Matthew Dorsett

No. 23
- Position: Cornerback

Personal information
- Born: August 23, 1973 (age 53) New Orleans, Louisiana, U.S.
- Listed height: 5 ft 11 in (1.80 m)
- Listed weight: 187 lb (85 kg)

Career information
- High school: Eleanor McMain (New Orleans)
- College: Southern
- NFL draft: 1995: undrafted

Career history
- Green Bay Packers (1995–1997); Kansas City Chiefs (1998)*; Nashville Kats (1999);
- * Offseason or practice squad member only

Awards and highlights
- Super Bowl champion (XXXI); Southern University HOF (2011);
- Stats at Pro Football Reference

= Matthew Dorsett =

American football player (born 1973)

Matthew Herbert Dorsett (born August 23, 1973) is an American former professional football player who was a cornerback for the Green Bay Packers of the National Football League (NFL). Dorsett signed as a free agent with the Packers. Dorsett was highly touted for his bump and run coverage abilities. Dorsett garnered the nickname "Baby Time" for his tenacious bump and run coverage.

Dorsett played college football for the Southern Jaguars. In the 1994 Heritage Bowl, he returned a fumble 12 yards for the game's only touchdown, leading the Jaguars to an 11–0 win over South Carolina State.
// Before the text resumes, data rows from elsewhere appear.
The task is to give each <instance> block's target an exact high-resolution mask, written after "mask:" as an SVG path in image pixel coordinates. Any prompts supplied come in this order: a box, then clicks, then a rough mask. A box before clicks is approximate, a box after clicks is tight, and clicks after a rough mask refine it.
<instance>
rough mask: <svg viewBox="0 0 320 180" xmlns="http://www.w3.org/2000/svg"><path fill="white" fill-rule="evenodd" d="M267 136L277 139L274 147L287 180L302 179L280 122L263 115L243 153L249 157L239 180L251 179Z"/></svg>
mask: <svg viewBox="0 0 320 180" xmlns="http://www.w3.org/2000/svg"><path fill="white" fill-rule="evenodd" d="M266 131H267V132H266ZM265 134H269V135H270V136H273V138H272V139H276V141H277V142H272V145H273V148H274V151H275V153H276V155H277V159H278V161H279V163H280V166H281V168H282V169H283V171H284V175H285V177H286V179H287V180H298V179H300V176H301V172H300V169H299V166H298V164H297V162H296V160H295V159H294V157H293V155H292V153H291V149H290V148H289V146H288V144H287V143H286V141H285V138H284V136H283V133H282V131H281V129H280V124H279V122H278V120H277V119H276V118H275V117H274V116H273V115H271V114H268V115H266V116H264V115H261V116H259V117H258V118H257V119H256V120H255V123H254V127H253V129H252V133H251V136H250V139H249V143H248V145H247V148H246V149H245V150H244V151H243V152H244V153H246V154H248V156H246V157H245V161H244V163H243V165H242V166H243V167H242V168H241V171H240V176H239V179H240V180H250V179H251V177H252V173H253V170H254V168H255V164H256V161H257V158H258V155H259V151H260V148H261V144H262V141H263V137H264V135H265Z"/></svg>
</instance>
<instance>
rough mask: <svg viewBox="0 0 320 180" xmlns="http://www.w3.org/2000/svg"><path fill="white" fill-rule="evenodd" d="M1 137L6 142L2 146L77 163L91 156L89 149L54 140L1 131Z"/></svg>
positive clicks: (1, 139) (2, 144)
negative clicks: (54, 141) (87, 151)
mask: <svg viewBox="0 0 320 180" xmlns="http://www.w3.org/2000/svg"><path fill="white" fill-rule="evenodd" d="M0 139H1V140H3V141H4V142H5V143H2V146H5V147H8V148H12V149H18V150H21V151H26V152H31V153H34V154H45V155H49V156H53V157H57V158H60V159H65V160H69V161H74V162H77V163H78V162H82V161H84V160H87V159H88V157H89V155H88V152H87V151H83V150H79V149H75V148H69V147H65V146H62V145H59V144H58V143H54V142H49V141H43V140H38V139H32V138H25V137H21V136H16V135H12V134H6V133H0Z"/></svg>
Dorsett signed with the Green Bay Packers as an undrafted free agent in 1995, recording 10 special team tackles in 10 games as a rookie. He intercepted Brett Favre, the reigning NFL Most Valuable Player, while playing with the second-team defense in an intrasquad scrimmage in 1996. However, he spent the entire 1996 season on the injured reserve list after tearing his anterior cruciate ligament in the preseason against the Pittsburgh Steelers. Dorsett was released on July 18, 1997. Dorsett signed with the Kansas City Chiefs in April 1998. He was later released on August 25. Dorsett signed with the Nashville Kats of the Arena Football League in June 1999. After just two days of practice, he recorded a team-record 14 tackles, along with four passes defended, in his team debut against the Arizona Rattlers.